[Private]
Both Franca and Meme in the same week. I don't understand. I'm glad that they've returned to their families...both of them. Meme especially was so young. Neither of them deserved to be trapped here.
But still I... I feel sick. Sick. This is the price you pay when you let yourself become attached. When you care too much. No matter how much I know I need to be happy for them, I can't stop feeling angry. Angry at myself, at this place...! Will they even remember me? So many times people leave and return without their memories. Will all our time together become void, as if it never happened?
When I sit and think about the only people I care for who are still here, who haven't left and forgotten... I can think of Cirucci, Faye, and Nill. Cirucci is dead much like me, but... I'm certain Miss Valentine and Nill are alive, despite previous events. Why are they still here?
Edward will leave again once more, I know this. It's just how the pattern is.
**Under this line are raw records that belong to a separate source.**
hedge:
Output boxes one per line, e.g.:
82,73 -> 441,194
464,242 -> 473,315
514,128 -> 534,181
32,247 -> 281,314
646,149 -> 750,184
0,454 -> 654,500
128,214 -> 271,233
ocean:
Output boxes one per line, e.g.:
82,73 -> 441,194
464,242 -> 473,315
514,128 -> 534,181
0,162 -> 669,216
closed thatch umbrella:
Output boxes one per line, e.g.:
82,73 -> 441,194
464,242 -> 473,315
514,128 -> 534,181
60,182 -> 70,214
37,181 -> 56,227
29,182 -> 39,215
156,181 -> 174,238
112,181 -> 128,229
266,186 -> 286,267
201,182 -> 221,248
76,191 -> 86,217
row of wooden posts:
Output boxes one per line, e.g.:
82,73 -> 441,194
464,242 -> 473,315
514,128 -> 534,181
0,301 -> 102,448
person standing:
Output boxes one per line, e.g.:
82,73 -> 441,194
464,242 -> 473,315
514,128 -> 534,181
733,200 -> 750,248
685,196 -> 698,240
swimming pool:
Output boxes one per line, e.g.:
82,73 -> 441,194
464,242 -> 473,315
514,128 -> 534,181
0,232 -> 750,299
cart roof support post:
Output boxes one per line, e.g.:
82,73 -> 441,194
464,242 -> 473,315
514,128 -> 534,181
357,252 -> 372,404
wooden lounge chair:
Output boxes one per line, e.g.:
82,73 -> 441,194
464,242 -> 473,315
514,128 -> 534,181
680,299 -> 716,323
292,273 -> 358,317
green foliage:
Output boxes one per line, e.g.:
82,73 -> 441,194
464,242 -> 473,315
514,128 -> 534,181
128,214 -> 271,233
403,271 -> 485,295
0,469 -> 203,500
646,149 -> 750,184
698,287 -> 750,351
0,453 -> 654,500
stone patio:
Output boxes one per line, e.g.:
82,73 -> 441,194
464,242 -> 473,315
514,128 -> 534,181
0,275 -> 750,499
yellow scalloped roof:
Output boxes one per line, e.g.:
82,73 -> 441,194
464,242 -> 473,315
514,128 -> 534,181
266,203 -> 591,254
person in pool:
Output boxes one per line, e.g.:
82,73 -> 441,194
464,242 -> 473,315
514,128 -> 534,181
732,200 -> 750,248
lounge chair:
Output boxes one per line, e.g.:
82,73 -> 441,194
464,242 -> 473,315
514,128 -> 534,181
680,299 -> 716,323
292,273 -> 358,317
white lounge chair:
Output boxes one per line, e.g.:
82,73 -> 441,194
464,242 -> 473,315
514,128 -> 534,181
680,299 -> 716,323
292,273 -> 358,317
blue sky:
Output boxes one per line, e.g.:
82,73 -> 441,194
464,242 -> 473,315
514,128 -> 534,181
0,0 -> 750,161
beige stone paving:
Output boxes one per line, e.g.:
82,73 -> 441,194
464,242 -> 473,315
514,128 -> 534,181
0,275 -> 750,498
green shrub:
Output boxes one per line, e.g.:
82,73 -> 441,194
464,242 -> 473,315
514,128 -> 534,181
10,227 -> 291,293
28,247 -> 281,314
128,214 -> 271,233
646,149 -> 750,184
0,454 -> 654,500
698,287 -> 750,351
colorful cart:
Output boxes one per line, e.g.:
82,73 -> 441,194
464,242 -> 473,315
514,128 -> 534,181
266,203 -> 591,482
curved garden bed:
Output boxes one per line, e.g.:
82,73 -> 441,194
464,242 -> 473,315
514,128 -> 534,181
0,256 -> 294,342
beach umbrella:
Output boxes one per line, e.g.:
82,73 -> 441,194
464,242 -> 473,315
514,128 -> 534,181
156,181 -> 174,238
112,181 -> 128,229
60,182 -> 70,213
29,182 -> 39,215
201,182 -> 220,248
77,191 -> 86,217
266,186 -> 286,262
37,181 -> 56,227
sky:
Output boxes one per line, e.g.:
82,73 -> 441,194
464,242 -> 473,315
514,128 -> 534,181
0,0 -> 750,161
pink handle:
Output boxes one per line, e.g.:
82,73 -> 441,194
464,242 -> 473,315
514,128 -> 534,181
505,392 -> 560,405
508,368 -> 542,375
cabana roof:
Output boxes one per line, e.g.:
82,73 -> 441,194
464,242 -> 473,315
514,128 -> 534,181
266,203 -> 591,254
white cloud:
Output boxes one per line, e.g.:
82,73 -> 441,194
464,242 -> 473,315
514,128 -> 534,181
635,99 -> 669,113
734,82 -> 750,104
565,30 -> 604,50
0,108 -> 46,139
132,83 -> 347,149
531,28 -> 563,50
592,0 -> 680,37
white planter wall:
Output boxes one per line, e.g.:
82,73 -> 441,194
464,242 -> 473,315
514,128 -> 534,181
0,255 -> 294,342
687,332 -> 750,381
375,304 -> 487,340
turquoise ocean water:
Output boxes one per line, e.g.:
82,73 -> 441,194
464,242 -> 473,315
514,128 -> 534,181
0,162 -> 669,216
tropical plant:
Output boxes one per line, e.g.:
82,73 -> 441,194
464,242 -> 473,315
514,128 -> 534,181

And if I can help it, it will be sooner rather than later.
This is the price for staying. I wonder what the price for leaving is.
[/Private]
To the friends of Franca and Meme...they're both gone. Be sure to wish them the best.
As for the outbreaks of disease...I'm sorry to those affected. I really hope this is just another one of those curses that is lasting longer than normal. I wouldn't put it past the City to play it's ridiculous pranks on us in this way. Like that last entry of mine...was that a curse, too?